NF-κB1 knockout (NF-κB1Δ/Δ) mice are more susceptible to urethane-induced lung tumorigenesis than wild type (WT) mice. (a) Lung tissues from urethane-treated NF-κB1Δ/Δ mice and WT mice. Representative tumors are indicated by arrows. The large white nodules in the most left lung tissue of NF-kB1Δ/Δ mice are not tumors but actually damages associated with increased inflammation (see Figure 3). (b) Increased lung tumor multiplicities in urethane-treated NF-κB1Δ/Δ mice.
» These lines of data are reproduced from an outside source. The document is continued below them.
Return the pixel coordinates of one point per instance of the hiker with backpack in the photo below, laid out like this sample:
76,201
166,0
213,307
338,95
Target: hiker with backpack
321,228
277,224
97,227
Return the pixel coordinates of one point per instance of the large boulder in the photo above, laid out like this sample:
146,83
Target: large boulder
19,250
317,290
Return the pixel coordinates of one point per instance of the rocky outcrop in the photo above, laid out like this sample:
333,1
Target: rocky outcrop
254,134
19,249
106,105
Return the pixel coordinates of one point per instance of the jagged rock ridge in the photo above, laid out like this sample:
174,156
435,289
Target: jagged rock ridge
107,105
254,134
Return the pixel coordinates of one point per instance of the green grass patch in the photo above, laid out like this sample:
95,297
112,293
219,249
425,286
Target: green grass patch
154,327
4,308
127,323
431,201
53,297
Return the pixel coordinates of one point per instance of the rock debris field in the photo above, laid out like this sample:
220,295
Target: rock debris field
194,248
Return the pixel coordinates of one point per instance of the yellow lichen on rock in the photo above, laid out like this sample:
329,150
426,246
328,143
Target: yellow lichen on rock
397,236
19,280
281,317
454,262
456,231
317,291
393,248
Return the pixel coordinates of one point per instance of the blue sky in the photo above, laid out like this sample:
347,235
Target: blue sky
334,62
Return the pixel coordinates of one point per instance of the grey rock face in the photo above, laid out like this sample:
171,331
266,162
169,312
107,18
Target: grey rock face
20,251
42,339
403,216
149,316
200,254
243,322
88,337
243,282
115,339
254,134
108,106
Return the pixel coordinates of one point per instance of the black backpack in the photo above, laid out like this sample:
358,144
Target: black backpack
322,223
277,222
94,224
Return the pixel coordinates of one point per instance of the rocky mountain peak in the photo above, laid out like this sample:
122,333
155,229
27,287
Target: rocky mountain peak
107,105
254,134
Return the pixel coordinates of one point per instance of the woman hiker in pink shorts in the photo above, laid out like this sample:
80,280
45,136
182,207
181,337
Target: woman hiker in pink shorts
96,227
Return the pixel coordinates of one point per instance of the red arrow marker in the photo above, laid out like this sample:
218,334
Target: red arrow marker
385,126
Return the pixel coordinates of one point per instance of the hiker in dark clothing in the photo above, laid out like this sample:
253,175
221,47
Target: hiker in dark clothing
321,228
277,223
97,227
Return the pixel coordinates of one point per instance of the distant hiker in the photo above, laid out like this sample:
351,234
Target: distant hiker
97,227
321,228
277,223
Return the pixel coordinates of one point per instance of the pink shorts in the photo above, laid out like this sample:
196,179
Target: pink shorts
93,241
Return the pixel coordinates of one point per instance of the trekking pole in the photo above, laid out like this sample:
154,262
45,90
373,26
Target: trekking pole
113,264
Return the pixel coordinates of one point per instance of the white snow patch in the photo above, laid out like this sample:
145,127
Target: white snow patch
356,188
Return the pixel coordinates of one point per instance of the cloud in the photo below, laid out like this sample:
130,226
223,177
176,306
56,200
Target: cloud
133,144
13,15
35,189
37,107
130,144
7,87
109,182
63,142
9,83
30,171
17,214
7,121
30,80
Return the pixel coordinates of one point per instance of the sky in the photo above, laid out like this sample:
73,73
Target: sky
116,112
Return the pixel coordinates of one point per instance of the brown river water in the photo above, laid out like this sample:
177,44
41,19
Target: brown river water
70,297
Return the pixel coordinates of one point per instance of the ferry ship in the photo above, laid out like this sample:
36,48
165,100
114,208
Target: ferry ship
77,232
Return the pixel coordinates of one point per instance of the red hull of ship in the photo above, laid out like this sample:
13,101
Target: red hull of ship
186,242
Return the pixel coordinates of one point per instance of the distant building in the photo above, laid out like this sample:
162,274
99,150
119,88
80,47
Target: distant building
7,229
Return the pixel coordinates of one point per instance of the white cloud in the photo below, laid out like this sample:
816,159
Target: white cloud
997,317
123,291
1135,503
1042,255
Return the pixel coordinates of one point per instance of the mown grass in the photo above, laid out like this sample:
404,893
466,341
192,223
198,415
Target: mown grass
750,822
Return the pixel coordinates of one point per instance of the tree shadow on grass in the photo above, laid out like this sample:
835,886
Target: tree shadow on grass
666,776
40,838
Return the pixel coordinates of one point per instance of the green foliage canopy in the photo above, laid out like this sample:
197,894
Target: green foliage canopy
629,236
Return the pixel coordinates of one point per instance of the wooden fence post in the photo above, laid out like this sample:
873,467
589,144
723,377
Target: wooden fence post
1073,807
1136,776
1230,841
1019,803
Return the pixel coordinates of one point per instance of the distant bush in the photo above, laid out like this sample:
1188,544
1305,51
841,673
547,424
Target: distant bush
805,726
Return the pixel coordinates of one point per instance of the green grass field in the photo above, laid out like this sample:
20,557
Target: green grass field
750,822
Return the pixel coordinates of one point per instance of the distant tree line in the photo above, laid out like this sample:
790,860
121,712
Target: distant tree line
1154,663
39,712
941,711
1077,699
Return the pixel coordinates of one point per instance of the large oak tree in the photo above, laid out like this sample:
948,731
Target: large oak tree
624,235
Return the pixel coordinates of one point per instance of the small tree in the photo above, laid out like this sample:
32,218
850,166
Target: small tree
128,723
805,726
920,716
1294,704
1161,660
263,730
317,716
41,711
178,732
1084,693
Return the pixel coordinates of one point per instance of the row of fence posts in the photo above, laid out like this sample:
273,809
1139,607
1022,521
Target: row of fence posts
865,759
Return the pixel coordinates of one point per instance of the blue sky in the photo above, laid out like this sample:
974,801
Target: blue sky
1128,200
Data shown are means ± SD (n ≥ 6; *, p < 0.05). (c) Increased average size of lung tumors in urethane-treated NF-κB1Δ/Δ mice. Data shown are means ± SD (n ≥ 5; *, p < 0.05). (d) BrdU labeling showing increased proliferation rate of lung tumors in urethane-treated NF-κB1Δ/Δ mice. Scale bar: 20 µm. BrdU-positive cells were also counted and represented as the percentage of total cells. Data shown are means ± SD (n ≥ 5; **, p < 0.01). (e) Ki-67 IHC staining showing increased proliferation rate of lung tumors in urethane-treated NF-κB1Δ/Δ mice. Scale bar: 20 µm. Ki-67-positive cells were also counted and represented as the percentage of total cells. Data shown are means ± SD (n ≥ 5; **, p < 0.01). (f) IHC staining and IB assays showing absence of NF-κB1 proteins in lung tumors from urethane-treated NF-κB1Δ/Δ mice. Scale bar: 20 µm.